Sebagai contoh, regulasi emisi yang ditetapkan untuk PLTU Batubara di Indonesia sangatlah lemah, yaitu tujuh hingga 20 kali lebih lemah dibandingkan standar di negara China, Korea Selatan, dan Jepang, di mana teknologi PLTU Batubara kita diimpor. Di sisi lain, lokasi PLTU Batubara seringkali berada berdekatan dengan kota-kota padat penduduk di Indonesia, salah satunya Jakarta yang dikelilingi oleh 21 unit PLTU Batubara. 

Berdasarkan penelitian WHO, debu halus PM2.5 yang dikeluarkan oleh cerobong PLTU dapat bergerak lebih dari 100 kilometer dan sangat mungkin untuk mencapai kota. Untuk itu, diperlukan juga inventarisasi emisi bagi sumber pencemar yang berpotensi mengeluarkan polusi lintas batas, atau yang dikenal dengan transboundary air pollution. Dengan demikian, Pemerintah dapat menerapkan kebijakan yang tepat untuk mengendalikan setiap sumber pencemar dan dapat mengukur keberhasilan dari kebijakan yang diambil dengan mengacu pada data inventarisasi tersebut. 

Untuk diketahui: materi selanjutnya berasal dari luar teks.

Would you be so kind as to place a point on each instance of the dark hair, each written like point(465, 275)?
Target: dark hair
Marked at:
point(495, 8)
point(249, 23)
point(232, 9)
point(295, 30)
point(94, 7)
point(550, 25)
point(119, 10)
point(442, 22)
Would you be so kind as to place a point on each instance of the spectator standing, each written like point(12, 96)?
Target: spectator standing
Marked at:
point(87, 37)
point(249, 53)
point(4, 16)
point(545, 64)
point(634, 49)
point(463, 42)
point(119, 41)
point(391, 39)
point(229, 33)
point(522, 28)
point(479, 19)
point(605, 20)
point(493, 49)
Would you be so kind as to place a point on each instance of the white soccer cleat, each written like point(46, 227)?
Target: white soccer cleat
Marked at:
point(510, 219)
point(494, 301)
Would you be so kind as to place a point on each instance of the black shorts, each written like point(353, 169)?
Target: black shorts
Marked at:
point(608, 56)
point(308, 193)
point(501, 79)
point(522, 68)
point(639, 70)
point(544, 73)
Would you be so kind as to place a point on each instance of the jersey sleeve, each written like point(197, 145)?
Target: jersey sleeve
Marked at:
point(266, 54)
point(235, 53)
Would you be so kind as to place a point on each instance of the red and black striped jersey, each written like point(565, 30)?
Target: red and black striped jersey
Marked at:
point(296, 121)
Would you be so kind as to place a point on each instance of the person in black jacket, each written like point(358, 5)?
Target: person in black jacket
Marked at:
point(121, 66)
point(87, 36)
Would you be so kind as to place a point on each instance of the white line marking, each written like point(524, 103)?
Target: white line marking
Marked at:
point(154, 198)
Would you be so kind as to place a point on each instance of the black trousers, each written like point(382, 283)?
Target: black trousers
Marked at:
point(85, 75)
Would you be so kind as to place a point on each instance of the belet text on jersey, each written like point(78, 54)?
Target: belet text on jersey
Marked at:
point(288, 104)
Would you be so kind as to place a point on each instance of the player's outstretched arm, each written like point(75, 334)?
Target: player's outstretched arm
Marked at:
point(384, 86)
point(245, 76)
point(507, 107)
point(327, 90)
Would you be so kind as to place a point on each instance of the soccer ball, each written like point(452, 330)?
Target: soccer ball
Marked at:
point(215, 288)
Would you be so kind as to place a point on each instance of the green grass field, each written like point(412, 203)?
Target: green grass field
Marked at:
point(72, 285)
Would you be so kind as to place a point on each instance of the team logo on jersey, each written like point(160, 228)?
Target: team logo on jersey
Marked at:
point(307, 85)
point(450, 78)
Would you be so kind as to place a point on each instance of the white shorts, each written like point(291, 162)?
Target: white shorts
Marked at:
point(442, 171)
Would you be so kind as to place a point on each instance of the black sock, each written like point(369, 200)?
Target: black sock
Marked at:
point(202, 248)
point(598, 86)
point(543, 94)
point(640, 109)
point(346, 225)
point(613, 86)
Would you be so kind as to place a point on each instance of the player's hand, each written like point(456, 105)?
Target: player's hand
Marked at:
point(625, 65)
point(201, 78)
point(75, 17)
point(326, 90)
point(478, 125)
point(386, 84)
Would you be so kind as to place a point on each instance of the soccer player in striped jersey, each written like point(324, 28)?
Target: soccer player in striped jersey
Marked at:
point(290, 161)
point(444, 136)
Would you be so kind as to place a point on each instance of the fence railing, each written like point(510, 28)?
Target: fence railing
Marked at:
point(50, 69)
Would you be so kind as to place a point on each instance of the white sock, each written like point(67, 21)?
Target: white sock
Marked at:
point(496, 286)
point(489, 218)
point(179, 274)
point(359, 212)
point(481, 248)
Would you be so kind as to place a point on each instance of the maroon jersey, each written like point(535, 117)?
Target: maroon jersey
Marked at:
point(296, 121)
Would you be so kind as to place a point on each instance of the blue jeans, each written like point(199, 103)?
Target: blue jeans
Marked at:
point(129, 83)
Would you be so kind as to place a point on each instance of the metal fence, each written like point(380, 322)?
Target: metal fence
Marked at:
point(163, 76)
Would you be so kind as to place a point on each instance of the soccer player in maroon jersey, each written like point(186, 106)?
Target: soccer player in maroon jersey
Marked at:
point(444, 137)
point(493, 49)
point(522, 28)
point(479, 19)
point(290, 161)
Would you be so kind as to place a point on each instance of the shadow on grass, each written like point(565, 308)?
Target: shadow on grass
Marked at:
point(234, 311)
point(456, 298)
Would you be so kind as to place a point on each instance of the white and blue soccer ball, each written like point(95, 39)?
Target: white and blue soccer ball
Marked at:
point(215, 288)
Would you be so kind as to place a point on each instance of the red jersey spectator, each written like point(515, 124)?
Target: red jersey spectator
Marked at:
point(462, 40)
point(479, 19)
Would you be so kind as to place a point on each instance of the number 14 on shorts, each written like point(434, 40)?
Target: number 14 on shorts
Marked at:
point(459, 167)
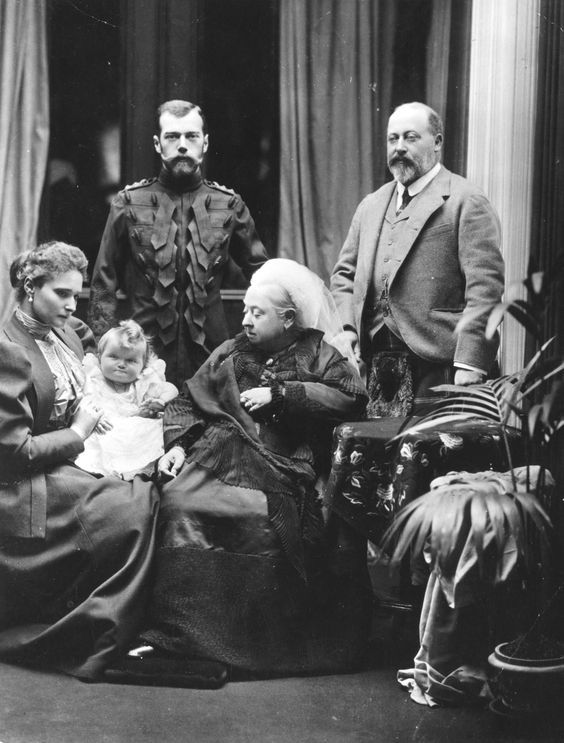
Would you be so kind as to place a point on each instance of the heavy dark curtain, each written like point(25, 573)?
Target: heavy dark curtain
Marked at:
point(160, 61)
point(343, 67)
point(24, 113)
point(547, 236)
point(547, 231)
point(335, 93)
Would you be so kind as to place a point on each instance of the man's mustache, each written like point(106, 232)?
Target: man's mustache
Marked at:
point(397, 160)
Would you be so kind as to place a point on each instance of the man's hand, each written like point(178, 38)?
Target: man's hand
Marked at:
point(255, 398)
point(464, 377)
point(169, 464)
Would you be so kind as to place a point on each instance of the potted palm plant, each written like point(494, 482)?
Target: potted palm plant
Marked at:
point(483, 531)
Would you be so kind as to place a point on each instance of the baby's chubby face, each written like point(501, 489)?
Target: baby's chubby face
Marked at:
point(122, 364)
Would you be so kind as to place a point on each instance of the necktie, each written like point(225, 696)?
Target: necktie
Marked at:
point(405, 199)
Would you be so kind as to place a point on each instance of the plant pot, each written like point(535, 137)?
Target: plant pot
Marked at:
point(526, 686)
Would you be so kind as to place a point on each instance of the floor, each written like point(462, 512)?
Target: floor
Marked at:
point(364, 707)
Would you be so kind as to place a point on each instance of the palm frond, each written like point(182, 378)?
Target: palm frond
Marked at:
point(463, 515)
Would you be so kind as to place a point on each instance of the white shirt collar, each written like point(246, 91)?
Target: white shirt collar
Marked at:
point(417, 186)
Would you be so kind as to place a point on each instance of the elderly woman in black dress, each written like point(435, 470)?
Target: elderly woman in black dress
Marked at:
point(248, 575)
point(75, 549)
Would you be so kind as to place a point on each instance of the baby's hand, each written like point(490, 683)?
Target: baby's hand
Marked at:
point(151, 408)
point(170, 463)
point(103, 425)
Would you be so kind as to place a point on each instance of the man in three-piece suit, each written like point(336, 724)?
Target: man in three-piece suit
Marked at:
point(421, 252)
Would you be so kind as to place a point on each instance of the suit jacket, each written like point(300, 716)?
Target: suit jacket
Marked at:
point(27, 448)
point(448, 263)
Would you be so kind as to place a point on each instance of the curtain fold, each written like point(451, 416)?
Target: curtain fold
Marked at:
point(335, 97)
point(24, 121)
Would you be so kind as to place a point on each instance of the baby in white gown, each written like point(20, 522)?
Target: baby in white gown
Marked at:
point(127, 381)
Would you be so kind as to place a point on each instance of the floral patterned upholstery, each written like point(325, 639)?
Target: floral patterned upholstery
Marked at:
point(372, 477)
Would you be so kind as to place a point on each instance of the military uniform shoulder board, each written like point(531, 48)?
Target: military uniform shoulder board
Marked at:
point(140, 184)
point(218, 187)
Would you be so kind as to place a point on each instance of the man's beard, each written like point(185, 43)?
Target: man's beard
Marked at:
point(181, 167)
point(405, 171)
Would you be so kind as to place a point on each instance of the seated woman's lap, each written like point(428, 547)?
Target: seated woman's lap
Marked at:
point(201, 512)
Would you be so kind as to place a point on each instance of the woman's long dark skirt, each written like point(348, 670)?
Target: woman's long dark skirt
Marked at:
point(225, 591)
point(74, 599)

Selain itu, dengan mempertimbangkan bahaya kesehatan dan juga kerugian ekonomi yang disebabkan oleh polusi udara, khususnya dari pembakaran PLTU Batubara, maka ini menjadi saat yang tepat pula bagi Pemerintah untuk melakukan transisi energi, yaitu meninggalkan energi kotor batubara dan menggantikannya dengan energi terbarukan yang lebih bersih dan aman untuk masyarakat.